Rhodes, ROAR and Rights

By Philippa Bradbury

Earlier this month, Rhodes University was host to a full five days of events that rejected animal cruelty. The events were orchestrated by Rhodes’ very own animal cruelty awareness organisation, ROAR.

Animal cruelty comes in a variety of different forms. You hear of stories where people try to drown puppies or abandon their cats on the sides of roads. This is probably the least violent act of cruelty you might say, but the fact that someone can abandon another creature, whether it is covered in fur or not, makes my blood boil. One may argue that animals just do not think the same way that humans do and thus do not realise when they are being abandoned or intentionally hurt. I know this to be complete rubbish.
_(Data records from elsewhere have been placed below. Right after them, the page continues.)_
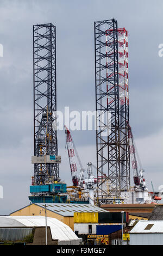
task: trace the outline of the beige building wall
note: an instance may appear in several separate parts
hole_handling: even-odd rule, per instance
[[[24,208],[18,210],[17,211],[11,214],[10,215],[11,216],[37,216],[41,215],[42,216],[45,216],[45,212],[41,206],[39,205],[36,205],[36,204],[30,204],[27,205],[26,207]],[[64,217],[62,216],[61,215],[59,215],[59,214],[55,214],[55,212],[53,212],[49,210],[47,210],[47,216],[51,217],[52,218],[55,218],[60,221],[61,221],[70,227],[71,229],[73,230],[74,229],[74,224],[73,224],[73,217]]]

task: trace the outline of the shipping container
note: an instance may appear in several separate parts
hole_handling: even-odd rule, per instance
[[[98,223],[98,212],[74,212],[74,223]]]
[[[96,235],[108,235],[122,229],[122,225],[97,225]]]
[[[126,212],[123,214],[123,222],[126,223]],[[121,212],[99,212],[99,223],[122,223]]]

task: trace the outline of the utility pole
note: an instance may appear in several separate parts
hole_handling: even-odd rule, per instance
[[[41,215],[41,211],[45,211],[45,244],[47,245],[47,212],[46,212],[46,204],[45,205],[45,209],[40,210],[40,214]]]
[[[122,214],[122,245],[123,245],[123,214],[124,211],[121,211]]]

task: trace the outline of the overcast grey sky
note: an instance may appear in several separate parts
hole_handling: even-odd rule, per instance
[[[117,20],[128,31],[130,123],[147,187],[163,185],[163,2],[110,0],[0,0],[0,214],[29,203],[33,142],[33,25],[57,27],[58,110],[95,109],[95,21]],[[74,131],[83,166],[96,164],[96,136]],[[64,131],[58,132],[60,178],[71,184]]]

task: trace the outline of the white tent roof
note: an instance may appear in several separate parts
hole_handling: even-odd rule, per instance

My golden labrador would sink into a wave of depression whenever he saw a suitcase because he knew that we were leaving to go on holiday. He knew the difference between a school bag, and a sports bag, to a holiday suitcase. Animals may not think exactly like humans, but they are closer than you think.

One particular event that stood out during the Animal Awareness Week, was a run of some completely naked, and some very nearly bare arsed, students who ran from the African Media Matrix to Eden Grove, shouting their mantra, “Wear your own skin!”. It was an extremely effective staged protest in some ways as people still talk about it today, but it is generally over their cereal filled with milk, that came from cows who are kept pregnant their whole lives so as to produce the best milk, or over their pork chops, not knowing that the pigs they are now eating, are kept in stalls in which they cannot even move their heads from side to side and are now, as a result, insane.

To stop animal cruelty, one needs to change the mindset that exists. Someone who eats meat in this day and age and shouts angrily, “I am not cruel to animals!” is, in fact, a liar. For, although one realises that people have always eaten beef, it is the circumstances in which these animals are sheltered that are cruel. It is the fact that the chicken we eat came from an animal that was so pumped full of steroids, that the breasts were too heavy for the chicken to hold up and thus her legs were broken. This particular chicken was then not killed for another six weeks. We, the consumers, are providing a market for this cruelty to animals to continue. Until we change this, anyone who eats milk, chicken, fish or beef, is providing the worst form of cruelty to animals that exist. Can you live with that?